Perplexity API Guide for Developers
Advertisement
Introduction
The Perplexity API enables developers to integrate real-time search capabilities with AI reasoning into their applications. Unlike ChatGPT or Claude APIs that use training data, Perplexity API fetches current web information and synthesizes it with reasoning.
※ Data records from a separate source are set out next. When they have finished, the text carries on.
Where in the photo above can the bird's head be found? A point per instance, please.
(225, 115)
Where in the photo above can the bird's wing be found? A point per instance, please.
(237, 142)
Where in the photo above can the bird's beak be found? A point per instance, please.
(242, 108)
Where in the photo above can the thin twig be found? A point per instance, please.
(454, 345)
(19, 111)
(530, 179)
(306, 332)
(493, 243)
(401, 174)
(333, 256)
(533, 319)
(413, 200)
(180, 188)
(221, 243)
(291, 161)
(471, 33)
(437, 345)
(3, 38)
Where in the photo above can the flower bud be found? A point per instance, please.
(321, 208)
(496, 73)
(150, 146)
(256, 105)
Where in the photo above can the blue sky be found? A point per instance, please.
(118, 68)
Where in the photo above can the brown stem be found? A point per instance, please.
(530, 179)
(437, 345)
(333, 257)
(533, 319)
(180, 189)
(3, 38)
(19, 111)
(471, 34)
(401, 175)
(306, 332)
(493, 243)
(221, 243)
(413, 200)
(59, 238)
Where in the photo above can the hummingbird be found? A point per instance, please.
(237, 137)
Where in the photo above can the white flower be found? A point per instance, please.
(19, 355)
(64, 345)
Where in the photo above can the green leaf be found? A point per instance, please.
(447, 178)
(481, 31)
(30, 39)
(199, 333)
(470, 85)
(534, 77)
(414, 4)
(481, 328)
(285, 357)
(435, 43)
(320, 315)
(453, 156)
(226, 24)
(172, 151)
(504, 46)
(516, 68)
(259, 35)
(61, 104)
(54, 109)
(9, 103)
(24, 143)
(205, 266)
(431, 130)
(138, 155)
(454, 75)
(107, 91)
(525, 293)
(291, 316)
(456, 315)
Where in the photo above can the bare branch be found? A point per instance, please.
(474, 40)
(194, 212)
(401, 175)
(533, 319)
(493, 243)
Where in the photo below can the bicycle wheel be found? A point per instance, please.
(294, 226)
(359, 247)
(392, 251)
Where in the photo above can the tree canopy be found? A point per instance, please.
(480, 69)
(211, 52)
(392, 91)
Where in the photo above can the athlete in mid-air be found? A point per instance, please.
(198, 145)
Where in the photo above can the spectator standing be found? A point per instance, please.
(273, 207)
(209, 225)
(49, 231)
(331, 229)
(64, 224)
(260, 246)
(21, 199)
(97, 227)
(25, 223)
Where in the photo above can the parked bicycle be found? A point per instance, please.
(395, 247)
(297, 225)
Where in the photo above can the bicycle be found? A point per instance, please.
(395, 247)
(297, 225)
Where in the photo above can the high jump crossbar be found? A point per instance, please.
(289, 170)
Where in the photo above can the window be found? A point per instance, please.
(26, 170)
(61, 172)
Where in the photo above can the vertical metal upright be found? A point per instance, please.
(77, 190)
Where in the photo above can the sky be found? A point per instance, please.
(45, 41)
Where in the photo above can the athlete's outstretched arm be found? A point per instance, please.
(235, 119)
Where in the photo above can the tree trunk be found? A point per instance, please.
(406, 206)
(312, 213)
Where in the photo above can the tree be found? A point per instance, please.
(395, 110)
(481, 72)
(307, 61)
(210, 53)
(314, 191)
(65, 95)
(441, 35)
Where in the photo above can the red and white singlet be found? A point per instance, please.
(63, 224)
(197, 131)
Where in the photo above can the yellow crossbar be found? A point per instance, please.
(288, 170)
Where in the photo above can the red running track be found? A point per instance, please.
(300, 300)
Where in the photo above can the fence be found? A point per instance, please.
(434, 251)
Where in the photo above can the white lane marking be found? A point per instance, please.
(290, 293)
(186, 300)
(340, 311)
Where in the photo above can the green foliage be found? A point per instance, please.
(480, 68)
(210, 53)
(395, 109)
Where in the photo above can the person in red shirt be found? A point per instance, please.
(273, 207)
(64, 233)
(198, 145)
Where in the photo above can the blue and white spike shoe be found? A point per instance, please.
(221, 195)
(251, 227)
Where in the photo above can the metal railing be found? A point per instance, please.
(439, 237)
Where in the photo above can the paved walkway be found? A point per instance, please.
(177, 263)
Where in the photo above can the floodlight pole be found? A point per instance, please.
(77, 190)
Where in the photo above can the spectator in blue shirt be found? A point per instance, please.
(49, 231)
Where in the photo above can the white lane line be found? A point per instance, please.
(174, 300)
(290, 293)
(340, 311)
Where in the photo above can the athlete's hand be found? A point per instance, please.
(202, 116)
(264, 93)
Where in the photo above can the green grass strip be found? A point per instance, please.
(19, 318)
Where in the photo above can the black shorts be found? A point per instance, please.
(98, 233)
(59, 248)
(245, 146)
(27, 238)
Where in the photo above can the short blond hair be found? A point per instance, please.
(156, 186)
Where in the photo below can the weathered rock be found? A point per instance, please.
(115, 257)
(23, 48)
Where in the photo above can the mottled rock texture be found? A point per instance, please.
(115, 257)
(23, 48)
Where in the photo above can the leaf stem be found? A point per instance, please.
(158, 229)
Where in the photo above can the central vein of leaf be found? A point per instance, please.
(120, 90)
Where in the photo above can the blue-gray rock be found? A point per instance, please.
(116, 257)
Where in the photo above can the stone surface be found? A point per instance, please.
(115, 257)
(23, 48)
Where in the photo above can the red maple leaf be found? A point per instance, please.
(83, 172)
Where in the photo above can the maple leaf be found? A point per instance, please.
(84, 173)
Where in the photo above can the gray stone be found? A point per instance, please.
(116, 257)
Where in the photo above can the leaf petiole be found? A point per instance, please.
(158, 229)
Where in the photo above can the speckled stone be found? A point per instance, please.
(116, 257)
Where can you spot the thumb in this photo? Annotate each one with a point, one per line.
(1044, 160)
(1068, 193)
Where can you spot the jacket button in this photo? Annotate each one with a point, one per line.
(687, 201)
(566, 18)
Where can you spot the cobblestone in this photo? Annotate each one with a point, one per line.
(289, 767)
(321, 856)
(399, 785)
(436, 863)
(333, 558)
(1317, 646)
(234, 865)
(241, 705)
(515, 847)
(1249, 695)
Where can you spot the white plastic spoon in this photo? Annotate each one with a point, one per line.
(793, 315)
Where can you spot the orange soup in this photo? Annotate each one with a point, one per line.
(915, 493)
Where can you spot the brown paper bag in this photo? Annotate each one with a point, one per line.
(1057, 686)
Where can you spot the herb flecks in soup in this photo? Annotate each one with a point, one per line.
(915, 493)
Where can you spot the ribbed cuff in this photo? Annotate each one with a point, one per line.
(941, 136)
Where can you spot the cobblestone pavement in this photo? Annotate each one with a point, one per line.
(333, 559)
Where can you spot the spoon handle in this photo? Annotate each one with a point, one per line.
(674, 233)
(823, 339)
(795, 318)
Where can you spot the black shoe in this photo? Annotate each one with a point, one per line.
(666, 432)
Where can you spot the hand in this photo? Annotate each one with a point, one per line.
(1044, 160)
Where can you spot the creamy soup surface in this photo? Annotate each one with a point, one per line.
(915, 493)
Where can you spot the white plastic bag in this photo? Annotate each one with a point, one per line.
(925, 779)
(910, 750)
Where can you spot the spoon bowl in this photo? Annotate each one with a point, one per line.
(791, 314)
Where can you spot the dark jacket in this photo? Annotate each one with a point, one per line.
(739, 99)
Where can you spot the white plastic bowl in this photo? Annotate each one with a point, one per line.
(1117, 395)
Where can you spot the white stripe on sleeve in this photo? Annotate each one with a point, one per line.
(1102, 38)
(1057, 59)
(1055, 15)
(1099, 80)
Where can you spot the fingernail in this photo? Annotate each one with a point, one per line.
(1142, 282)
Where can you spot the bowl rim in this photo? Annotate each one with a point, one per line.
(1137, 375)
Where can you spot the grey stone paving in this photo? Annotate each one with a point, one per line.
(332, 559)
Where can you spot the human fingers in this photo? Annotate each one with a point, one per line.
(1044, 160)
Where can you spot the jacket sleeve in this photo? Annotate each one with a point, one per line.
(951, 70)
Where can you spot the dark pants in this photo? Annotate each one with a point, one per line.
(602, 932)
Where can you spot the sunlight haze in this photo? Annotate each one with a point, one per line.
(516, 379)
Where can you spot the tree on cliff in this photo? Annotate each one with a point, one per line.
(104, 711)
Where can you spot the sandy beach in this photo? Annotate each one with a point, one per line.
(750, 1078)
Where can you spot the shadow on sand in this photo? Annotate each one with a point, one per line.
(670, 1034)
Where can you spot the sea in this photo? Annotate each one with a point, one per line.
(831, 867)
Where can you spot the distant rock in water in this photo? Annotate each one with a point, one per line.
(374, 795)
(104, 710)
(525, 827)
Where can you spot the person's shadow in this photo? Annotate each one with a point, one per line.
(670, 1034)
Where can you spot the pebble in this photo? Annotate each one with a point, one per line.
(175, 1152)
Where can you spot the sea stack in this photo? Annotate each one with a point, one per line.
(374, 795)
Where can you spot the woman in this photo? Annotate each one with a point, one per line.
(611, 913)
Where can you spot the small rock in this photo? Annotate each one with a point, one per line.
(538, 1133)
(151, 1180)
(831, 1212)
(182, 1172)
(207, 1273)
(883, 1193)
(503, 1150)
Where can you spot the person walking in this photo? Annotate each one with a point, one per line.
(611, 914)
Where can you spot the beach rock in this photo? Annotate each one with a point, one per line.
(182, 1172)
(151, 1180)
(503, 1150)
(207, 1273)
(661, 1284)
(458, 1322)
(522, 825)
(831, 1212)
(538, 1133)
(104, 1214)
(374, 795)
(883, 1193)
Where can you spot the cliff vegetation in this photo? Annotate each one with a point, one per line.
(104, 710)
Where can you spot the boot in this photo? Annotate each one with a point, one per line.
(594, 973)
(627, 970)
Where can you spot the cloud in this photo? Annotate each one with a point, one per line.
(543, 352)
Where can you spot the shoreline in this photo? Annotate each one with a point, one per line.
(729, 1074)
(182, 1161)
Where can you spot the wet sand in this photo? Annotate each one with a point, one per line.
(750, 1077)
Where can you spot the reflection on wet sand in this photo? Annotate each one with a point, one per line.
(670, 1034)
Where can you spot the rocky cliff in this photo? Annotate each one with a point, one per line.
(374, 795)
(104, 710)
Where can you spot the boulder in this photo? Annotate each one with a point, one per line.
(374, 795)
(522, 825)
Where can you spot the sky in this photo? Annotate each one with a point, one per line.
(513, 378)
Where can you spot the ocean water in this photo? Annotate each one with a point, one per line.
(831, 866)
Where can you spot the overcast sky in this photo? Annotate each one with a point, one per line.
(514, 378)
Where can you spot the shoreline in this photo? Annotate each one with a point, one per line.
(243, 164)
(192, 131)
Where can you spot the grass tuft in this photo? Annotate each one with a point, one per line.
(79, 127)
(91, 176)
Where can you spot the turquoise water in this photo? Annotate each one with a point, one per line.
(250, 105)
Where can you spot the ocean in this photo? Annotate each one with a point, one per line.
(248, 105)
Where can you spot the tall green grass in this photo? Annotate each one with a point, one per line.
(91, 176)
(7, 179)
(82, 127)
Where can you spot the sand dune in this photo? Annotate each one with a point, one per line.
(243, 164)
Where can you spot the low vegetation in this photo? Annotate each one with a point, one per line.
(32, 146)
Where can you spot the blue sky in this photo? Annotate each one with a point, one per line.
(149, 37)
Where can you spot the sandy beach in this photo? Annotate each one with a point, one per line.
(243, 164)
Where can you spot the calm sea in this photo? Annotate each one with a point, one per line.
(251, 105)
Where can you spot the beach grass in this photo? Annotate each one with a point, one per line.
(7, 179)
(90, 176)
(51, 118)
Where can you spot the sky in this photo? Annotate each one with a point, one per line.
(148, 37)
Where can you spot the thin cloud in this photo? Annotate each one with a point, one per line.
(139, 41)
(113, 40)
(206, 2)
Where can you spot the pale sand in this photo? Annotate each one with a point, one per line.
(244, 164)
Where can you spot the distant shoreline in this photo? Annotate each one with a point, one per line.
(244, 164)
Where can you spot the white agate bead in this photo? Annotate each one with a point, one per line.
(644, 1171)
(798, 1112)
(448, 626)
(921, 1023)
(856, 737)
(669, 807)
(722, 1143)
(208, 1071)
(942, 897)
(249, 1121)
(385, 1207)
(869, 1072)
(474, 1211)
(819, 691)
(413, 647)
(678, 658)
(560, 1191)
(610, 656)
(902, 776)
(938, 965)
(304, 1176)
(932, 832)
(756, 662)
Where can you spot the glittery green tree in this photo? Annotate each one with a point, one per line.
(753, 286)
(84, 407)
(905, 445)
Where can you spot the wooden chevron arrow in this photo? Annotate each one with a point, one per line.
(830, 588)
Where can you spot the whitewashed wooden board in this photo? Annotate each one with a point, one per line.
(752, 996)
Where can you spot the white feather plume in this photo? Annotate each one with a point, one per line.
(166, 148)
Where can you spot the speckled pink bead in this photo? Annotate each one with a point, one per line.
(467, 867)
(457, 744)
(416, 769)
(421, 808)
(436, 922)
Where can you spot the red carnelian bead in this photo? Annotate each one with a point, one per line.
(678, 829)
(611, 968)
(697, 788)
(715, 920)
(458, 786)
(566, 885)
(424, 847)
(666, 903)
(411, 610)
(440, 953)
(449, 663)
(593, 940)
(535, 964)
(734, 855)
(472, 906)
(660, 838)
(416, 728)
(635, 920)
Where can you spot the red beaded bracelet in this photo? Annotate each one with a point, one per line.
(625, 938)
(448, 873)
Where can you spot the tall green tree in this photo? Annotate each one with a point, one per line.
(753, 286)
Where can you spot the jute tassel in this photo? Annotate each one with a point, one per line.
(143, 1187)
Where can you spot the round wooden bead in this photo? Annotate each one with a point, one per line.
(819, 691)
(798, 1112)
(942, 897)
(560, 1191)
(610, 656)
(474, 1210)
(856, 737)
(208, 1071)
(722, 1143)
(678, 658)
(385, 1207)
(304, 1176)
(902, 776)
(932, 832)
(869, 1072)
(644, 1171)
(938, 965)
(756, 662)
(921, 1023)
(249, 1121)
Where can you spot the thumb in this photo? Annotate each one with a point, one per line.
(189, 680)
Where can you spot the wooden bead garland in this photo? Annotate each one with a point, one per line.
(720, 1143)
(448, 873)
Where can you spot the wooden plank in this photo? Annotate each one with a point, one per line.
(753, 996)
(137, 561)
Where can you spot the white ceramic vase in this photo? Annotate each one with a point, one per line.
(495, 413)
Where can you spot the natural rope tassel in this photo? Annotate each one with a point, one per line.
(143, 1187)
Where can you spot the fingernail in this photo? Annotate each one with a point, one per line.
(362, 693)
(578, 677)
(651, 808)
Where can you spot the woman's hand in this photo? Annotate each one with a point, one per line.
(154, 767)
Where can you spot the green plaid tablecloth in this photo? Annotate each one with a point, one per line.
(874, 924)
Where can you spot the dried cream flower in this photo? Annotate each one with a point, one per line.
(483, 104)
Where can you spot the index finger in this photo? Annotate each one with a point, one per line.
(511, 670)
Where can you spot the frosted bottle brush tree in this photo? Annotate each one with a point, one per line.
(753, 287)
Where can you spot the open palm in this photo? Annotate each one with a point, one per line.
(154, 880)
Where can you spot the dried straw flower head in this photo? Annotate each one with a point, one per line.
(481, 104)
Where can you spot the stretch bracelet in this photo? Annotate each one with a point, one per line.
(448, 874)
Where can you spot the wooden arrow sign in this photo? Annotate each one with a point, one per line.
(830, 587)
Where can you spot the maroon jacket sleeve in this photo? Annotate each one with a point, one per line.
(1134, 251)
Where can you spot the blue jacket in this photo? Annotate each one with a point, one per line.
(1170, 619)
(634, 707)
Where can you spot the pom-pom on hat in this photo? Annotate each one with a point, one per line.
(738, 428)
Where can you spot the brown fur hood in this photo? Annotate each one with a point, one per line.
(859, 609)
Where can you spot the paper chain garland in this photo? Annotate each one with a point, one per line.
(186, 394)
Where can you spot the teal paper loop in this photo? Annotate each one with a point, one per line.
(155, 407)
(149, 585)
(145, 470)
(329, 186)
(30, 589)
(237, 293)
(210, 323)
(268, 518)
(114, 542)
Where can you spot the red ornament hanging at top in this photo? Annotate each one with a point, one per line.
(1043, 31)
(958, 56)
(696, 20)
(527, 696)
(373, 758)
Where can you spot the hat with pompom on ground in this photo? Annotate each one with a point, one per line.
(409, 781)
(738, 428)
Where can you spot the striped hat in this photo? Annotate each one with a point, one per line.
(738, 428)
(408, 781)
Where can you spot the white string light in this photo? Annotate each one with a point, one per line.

This guide covers integration, use cases, and best practices for the Perplexity API.
- API Access Requirements
- Installation
- Authentication
- Basic API Call
- Model Options
- Search Focus
- Conversation Context
- Streaming Responses
- Extracting Citations
- Error Handling
- Use Cases
- Building a Search Application
- Cost Optimization
- Rate Limiting
- Monitoring and Logging
- Limitations
- When to Use Perplexity API
- Conclusion
- FAQ
API Access Requirements
Perplexity API requires:
- Pro subscription ($20/month minimum)
- API key generation from account settings
- Billing information on file
- Rate limits (vary by plan)
Get started at perplexity.ai/settings/api
Installation
# Python SDK (if available)
pip install perplexity-sdk
# Or use requests directly
pip install requests
Authentication
import requests
API_KEY = "your-api-key-here"
headers = {
"Authorization": f"Bearer {API_KEY}",
"Content-Type": "application/json"
}
Basic API Call
Simple request for current information:
import requests
def search_with_perplexity(query):
"""Get current information on a topic"""
url = "https://api.perplexity.ai/chat/completions"
payload = {
"model": "pplx-7b-online", # Online model with web search
"messages": [
{
"role": "user",
"content": query
}
]
}
headers = {
"Authorization": f"Bearer {API_KEY}",
"Content-Type": "application/json"
}
response = requests.post(url, json=payload, headers=headers)
return response.json()
# Usage
result = search_with_perplexity("What are the latest AI developments?")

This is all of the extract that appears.